In particular, be mindful of:
- Piles of dirty dishes, especially around living spaces or around the sink, that have not been cleaned.
- Food in the fridge that has been allowed to spoil and go mouldy.
- Bills that have been left unpaid, especially if there are reminder letters or final demands.
How Should You Begin The Care Conversation?
A care conversation will need to be gentle, need to be undertaken at the right time and will generally not begin and end with a single discussion; major decisions need to be seriously thought about.
Here are some top tips to begin this conversation:
Research Your Options
Care is more than residential homes; have a look at different types of support, and take a look at the different options for care and support ahead of time if you are able to. Respite care and home care can ensure that a loved one can stay in their home if they want to.

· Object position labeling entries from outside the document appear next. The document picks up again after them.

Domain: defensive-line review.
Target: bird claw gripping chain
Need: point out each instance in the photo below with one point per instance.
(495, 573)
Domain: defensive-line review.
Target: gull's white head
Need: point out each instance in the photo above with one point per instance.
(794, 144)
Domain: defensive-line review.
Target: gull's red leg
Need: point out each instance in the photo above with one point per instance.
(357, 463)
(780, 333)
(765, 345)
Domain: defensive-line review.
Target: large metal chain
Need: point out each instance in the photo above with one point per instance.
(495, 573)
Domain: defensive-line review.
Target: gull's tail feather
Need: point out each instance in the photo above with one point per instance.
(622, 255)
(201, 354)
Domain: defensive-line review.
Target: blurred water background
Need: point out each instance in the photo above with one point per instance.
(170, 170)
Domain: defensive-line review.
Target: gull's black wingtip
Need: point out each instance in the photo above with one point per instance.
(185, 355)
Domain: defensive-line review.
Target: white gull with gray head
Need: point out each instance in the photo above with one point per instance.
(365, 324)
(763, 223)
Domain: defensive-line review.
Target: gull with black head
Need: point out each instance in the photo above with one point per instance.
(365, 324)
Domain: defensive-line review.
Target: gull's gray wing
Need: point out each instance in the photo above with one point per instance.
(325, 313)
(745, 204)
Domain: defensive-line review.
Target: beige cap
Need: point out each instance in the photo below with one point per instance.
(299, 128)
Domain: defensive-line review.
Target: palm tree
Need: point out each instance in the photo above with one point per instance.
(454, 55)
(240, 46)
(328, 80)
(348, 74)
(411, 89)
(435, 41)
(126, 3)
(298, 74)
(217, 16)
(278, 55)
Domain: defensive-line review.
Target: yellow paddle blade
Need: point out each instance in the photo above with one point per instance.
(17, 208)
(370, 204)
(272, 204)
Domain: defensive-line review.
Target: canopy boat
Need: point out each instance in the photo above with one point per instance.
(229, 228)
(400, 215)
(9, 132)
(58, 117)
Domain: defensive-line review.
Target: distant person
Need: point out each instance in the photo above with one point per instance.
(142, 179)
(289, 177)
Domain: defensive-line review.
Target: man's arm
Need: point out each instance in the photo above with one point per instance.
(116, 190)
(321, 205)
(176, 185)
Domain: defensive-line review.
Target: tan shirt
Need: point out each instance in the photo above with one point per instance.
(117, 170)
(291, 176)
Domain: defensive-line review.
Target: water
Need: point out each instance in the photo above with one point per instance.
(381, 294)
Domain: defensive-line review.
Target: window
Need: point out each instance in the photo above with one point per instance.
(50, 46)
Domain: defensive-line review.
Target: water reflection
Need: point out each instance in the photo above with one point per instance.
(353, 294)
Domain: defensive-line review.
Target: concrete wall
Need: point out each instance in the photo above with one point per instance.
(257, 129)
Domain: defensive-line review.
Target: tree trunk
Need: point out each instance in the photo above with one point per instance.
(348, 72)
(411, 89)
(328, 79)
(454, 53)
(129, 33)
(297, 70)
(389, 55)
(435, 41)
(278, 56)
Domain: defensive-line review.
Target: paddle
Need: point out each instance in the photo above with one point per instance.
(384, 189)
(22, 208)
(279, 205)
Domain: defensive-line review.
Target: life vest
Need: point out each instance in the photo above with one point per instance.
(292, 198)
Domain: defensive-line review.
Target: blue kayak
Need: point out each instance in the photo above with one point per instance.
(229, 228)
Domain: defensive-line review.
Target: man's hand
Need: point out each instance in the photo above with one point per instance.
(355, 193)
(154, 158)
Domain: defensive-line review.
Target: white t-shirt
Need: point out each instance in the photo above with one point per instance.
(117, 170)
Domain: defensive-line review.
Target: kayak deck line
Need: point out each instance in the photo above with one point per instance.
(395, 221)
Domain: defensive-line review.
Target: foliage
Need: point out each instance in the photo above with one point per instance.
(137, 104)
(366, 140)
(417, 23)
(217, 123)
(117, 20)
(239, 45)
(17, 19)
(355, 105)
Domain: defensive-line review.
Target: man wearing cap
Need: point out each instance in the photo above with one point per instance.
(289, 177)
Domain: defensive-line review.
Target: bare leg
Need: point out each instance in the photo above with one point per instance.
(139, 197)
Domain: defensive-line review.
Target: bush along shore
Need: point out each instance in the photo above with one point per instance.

Makes Sure You Pick A Relaxed, Comfortable Time To Talk
Timing is everything, and choosing a time when someone is not distracted, is comfortable and relaxed is ideal. Often talking about it during a routine visit or on a quiet afternoon will be much better.
Put Empathy First
Frame the conversation in terms of your own concerns and ensure that your loved one is getting support to help them live their best life. This is not about criticism or telling someone that they cannot take care of themselves, but emphasising compassion.
Use open, gentle questions and actively listen to their responses. They may initially feel defensive, but make it clear that this is about ensuring they live the best life they can.
Focus On Independence And Control
The care system is about ensuring people can lead independent lives, and emphasises that a few small changes could help them live longer in their own home and be free to do what they want to do.
They are also in control of what care they receive; nothing will be imposed on them. Include them in every decision.
Start Small
Care plans always begin with the smallest steps possible, so start by looking into little ways in which care and support can help. Perhaps it could involve installing grab rails so they have something to hold onto when walking around, or having someone to cook a meal once a week.
Prepare For A Follow-up Conversation
No decisions will come from the first conversation; it is all about understanding needs and exploring your options.
Keep the conversation open-ended and ensure they know that they are not alone in this.